Convergence Suicide Squad #2
Written by Frank Tieri
Art by Tom Mandrake
Cover by John Paul Leon
There’s nothing quite like a bunch of supervillains beating each other to a pulp. These villains especially. If you’re a fan of the classic John Ostrander Suicide Squad run, you really need to pick this two-parter up now.
The team heads to the Green Lantern-powered headquarters of the Kingdom Come Justice League and, with the help of that world’s Lex Luthor, makes it onboard. But of course there’s a traitor in their midst and a heavy-hitting welcoming party to deal with. As the fight goes on, pretty much everyone goes off the rails and begins turning on the team.
It could have been a jumbled mess, but it turned out to be a fun ride instead. Mandrake’s art finds its footing in that gritty style we’ve all come to expect from a good Suicide Squad story. The action is fast and furious and characters all get amazingly distinctive looks.
Like nearly all of the other Convergence tie-ins, this one is a sendoff to these characters. Unlike those other titles, this one has a more definitive ending. It works in the context of the story and the larger event, but it does feel like it could have gone on a little longer. That’s probably the mark of a good story; it made me want more.
Secret Wars #2
Written by Jonathan Hickman
Art by Esad Ribic
Cover by Alex Ross
Welcome to Wester…er, I mean Battleworld! If you’ve seen Game of Thrones, you’ll find a lot of familiarity in the structure of this story and the politics of what the faithful call God’s Kingdom…or Latverion…or Battleworld. It’s all the same, so take your pick.

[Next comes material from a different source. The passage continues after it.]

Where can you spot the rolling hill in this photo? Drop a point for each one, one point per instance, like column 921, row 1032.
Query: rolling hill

This chapter throws us headlong into the middle of the action. We see pretty much the whole first half of the issue from the point of view of a new Thor. He’s from the land ruled by who we know as Captain Britain, though the rules and identities of this world are a bit different. There are many Thors, for example, and they act as the police force of the entire world. They enforce Doom’s law. Oh yeah, Doctor Doom is pretty much god on this world. His law is absolute and his followers devout.

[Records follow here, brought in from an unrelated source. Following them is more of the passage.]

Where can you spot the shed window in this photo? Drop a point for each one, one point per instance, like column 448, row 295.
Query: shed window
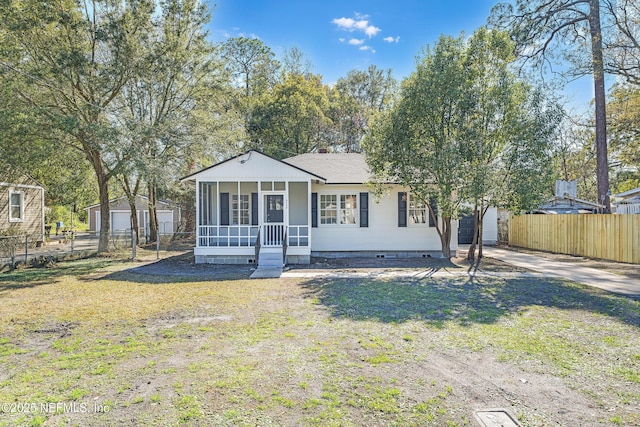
column 16, row 206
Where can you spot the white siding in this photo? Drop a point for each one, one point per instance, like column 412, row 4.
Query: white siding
column 383, row 233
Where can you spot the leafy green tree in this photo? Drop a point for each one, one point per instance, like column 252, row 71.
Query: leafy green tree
column 158, row 104
column 294, row 61
column 417, row 143
column 549, row 29
column 575, row 158
column 252, row 63
column 68, row 63
column 507, row 119
column 290, row 119
column 624, row 119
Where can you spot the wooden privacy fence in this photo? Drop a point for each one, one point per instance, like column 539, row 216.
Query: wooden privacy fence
column 612, row 237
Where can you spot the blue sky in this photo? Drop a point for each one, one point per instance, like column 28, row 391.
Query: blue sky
column 339, row 36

Although, there are those who defy him and are a bit resentful. This world’s Sinister certainly doesn’t find him very agreeable. When he’s accused of conspiring with another house against the House Braddock, he opts to trial by combat, facing off against his accuser. We also get introduced to many of the houses of Battlworld during this sequence, including one ruled by Apocalypse and another by Scott Summers and the Hellfire Club. As far as everyone on this world is concerned, this how reality has always been. None of the characters remember who they were before the final incursion. Doom fashioned himself as god and remade reality.
But something is wrong. The ship containing the Cabal from the end of issue #1 was pulled through time and space. And now it has been found by and archeological dig. There are those who see it as a challenge to Doom’s divinity and they demand it be kept hidden. But when it’s opened by the investigating Old Man Thor, the Cabal is loosed on the world and they want answers.
This was one seriously great issue with some of the best art of Esad Ribic’s career. While the parts with the Cabal might be confusing for newcomers, if you haven’t read all of Hickman’s Avengers run, this is still somewhat accessible as long as you have a working knowledge of the Marvel Universe. Seeing the world made in Doom’s image and all the various versions of characters showing up in new roles was an amazing sight. If nothing else, this could be taken as one of the best What if…? stories ever made. But it’s all that’s left of the Marvel Universe and if it stays this much fun throughout, it might be a real shame it has to end.
Even though I can gripe a bit about issues that spend their entirety in setup mode, it was necessary here and it helped establish some necessary story beats. Luckily, it was never boring and, for a double-sized issue, it read incredibly fast. This is going to be a fun ride!